George Turner was born in Melbourne, but spent the first six years of his life in Kalgoorlie, Western Australia. After returning to Melbourne he was educated at several schools before beginning work in 1933 as an office boy at The Herald and Weekly Times. He was dismissed four years later and worked as a casual waiter until 1939 when he joined the army, serving in the Middle East, Africa and New Guinea.

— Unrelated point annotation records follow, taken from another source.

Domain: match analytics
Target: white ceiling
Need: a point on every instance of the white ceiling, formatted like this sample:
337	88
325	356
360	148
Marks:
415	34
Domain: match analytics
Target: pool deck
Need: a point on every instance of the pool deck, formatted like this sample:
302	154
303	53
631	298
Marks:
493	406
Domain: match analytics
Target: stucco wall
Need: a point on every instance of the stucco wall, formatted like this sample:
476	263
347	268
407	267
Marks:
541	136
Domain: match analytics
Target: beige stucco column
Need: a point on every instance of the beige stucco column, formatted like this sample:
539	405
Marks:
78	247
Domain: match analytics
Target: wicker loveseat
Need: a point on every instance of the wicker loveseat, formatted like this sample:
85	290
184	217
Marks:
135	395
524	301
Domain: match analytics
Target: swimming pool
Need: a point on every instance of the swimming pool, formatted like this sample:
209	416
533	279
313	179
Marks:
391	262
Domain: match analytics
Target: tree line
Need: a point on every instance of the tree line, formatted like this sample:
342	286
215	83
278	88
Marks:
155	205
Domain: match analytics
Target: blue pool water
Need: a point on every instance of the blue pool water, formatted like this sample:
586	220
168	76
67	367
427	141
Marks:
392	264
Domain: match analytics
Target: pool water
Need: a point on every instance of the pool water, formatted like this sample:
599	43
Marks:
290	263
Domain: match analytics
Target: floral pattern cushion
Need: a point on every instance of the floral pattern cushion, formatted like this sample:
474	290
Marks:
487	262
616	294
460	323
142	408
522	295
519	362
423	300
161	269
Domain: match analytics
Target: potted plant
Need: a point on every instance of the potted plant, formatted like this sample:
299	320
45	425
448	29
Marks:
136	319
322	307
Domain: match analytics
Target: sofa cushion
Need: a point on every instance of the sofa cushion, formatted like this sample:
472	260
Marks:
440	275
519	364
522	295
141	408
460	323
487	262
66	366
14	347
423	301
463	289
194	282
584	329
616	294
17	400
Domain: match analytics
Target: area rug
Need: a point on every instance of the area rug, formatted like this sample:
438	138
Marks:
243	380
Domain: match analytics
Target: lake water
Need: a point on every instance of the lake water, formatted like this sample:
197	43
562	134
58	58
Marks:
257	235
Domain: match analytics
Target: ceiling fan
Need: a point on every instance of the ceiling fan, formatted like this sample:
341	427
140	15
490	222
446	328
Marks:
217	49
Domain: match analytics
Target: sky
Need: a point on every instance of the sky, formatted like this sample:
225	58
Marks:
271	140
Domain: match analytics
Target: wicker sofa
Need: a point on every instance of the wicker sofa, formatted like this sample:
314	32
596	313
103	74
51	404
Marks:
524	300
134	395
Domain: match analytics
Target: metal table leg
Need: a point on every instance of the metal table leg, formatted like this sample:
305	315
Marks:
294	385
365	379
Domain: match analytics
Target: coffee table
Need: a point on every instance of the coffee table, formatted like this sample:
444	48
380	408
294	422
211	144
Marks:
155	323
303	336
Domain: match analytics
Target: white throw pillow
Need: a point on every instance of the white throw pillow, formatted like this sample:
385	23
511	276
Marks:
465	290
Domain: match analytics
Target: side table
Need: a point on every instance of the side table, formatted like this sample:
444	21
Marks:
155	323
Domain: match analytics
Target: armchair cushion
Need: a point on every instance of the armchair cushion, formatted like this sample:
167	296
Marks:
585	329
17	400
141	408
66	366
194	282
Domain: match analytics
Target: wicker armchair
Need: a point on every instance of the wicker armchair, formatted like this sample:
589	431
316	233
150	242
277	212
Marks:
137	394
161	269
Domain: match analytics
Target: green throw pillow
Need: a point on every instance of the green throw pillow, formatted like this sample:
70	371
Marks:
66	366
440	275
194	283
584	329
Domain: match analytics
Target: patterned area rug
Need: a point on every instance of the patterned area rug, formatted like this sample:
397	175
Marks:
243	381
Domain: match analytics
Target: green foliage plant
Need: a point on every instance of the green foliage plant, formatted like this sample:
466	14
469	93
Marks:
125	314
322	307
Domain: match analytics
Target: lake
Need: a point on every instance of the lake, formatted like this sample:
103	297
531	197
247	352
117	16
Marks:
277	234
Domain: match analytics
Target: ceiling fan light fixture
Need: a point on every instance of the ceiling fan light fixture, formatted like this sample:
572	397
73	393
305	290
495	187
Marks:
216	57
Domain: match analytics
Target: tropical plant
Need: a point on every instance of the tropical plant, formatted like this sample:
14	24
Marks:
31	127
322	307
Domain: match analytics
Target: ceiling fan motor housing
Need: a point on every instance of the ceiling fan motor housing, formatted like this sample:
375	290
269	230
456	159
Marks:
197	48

After the war Turner worked in Wangaratta, Victoria, as an employment officer, a factory hand, and a laboratory assistant while working sporadically on his first novel, Young Man of Talent (1959). Turner's first novels attracted little attention, but his third novel, The Cupboard under the Stairs, was widely admired, winning the Miles Franklin Award in 1962. Moving back to Melbourne to work as an employment officer for Volkswagen, Turner completed his Treelake tetralogy, a series set in a fictional Victorian town of that name. But despite this success, it took Turner almost a decade to find a publisher for his last mainstream novel, Transit of Cassidy (1979). Except for the autobiographical In the Heart or in the Head (1984), Turner would write science fiction for the remainder of his life.
A science fiction addict, Turner began writing reviews and criticism for the Australian Science Fiction Review in 1967. When he published his first science fiction novel in 1978 he had become a highly regarded critic and reviewer, appearing regularly in science fiction magazines and the Melbourne Age. He wrote eight science fiction novels, consolidating his international reputation with with a Commonwealth Writers prize and an Arthur C. Clarke Award for The Sea and Summer (1987). In 1997, his death from a stroke was mourned by science fiction fans all over the world.
Turner's published essays include: 'Frederick Pohl as a Creator of Future Societies' (Steller Gauge, 1980).